Não muito afeito às acomodações políticas em voga no Brasil de então – pouco mudou de lá para cá –, o novo governador não aceitou o engenho urdido nos bastidores, alguns de seus aliados criaram, em 1913, o partido marreta, que passou a lhe fazer ferrenha oposição.
Um leal adversário de Rabelo, Emílio Sá, dono de afamada padaria na Praça do Ferreira, não se conformava com a traição dos aliados, e prometeu um pão a quem xingasse um marreta que passasse em frente à padaria. Como os xingamentos não surtiram o efeito esperado, visto que os marretas faziam pouco caso, o comerciante chamou “Capitão Pirarucu”, famoso morador de rua de Fortaleza, e propôs:
– Quando passar um marreta aqui em frente, vamos fazer realizar um toque retal nele.

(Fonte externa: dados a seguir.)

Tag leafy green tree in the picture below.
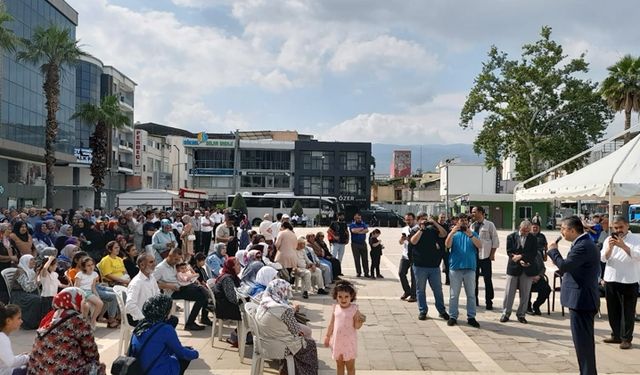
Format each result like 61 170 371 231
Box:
0 3 20 52
291 200 303 216
460 26 613 180
231 193 249 215
71 95 129 208
17 25 87 207
600 55 640 143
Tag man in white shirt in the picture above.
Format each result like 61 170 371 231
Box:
258 213 273 245
471 206 500 310
600 216 640 349
125 253 160 327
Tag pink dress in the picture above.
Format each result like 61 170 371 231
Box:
330 303 358 361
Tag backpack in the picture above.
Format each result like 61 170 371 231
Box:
111 324 162 375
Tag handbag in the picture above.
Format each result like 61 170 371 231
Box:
111 324 162 375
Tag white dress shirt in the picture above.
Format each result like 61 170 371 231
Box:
600 232 640 284
124 272 160 320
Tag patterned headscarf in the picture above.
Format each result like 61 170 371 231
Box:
38 287 84 335
258 279 291 314
133 294 173 336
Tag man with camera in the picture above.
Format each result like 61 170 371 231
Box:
600 216 640 349
445 214 482 328
409 212 449 321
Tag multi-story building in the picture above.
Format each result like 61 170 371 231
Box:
294 140 371 216
0 0 78 207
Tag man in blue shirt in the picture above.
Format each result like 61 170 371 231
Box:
445 214 482 328
349 212 369 277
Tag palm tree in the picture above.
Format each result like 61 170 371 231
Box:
71 95 129 208
0 3 20 52
600 55 640 144
17 25 87 207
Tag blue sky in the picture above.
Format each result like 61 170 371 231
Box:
67 0 640 144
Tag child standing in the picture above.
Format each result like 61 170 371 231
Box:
38 255 67 308
324 280 366 375
75 257 104 328
369 229 384 279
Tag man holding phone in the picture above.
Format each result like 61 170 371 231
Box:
600 216 640 349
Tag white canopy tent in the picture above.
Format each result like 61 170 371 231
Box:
513 136 640 229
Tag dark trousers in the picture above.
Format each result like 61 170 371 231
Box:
605 282 638 341
398 258 416 298
171 284 209 324
529 277 551 309
476 258 493 305
196 232 213 255
351 242 369 276
371 251 382 276
569 309 598 375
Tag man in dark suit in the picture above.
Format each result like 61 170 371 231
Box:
500 220 538 324
548 216 600 375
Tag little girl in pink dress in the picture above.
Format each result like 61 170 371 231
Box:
324 280 365 375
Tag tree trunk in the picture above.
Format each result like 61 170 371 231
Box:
42 64 60 208
89 122 110 208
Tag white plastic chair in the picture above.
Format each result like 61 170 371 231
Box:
244 302 296 375
2 267 18 299
113 285 133 355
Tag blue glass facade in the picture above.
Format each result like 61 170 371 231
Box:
75 61 102 148
0 0 76 154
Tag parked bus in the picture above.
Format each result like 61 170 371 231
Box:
227 193 343 226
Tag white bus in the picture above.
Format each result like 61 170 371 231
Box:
227 193 343 226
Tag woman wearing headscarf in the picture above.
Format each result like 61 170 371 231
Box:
240 247 264 288
256 279 318 375
33 221 54 254
27 287 106 375
130 294 199 375
249 267 278 300
205 242 227 278
9 221 36 256
213 257 242 345
0 223 18 305
54 224 73 251
11 254 49 329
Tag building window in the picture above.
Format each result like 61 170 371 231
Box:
518 206 532 219
340 151 368 171
300 151 333 171
240 150 291 170
300 176 333 195
340 177 366 195
193 149 234 169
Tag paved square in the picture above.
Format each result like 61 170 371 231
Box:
12 228 640 375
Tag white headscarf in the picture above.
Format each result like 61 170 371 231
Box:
18 254 36 281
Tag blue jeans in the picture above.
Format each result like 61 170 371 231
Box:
331 242 346 263
449 269 476 319
413 266 447 314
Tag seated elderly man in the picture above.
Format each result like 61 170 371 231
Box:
153 249 213 331
293 237 329 299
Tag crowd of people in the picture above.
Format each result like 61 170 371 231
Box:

O “Capitão Pirarucu” era muito grande e forte. Detalhe: era maneta. Só tinha o braço direito.
Certo dia, o mendigo partiu para cima de um marreta que estava distraído, agarrou-o pelo braço, baixou-lhe as calças e enfiou o dedo médio em riste no ânus do marreta.
Os transeuntes adversários do marreta – e, dizem, até alguns aliados –, que passavam nas proximidades vibraram e aplaudiram delirantemente o famoso “Capitão”.
Humilhado por levar uma dedada de um homem “cotoco”, como se popularmente eram conhecidas as pessoas com alguma deficiência nos braços, o marreta não sabia onde se socar.
A população imediatamente passou a chamar o dedo médio do “Capitão Pirarucu” de “dedo do povo”; outros, de “dedo do cotoco”. Palavras de ordem passaram a fazer parte do cotidiano da capital cearense: “Onde está o dedo do povo?” ou “Onde está dedo do cotoco?” A resposta era quase sempre a mesma: “Está dentro dos orifícios rabinais dos marretas!”
O gesto do dedo médio em riste, uma criação universal https://super.abril.com.br/mundo-estranho/por-que-levantar-o-dedo-do-meio-e-considerado-ofensa/, popularizou-se ainda mais e ganhou um tempero cearense.
Sempre que passava um marreta, os seus adversários apontavam o dedo médio em sinal de desprezo.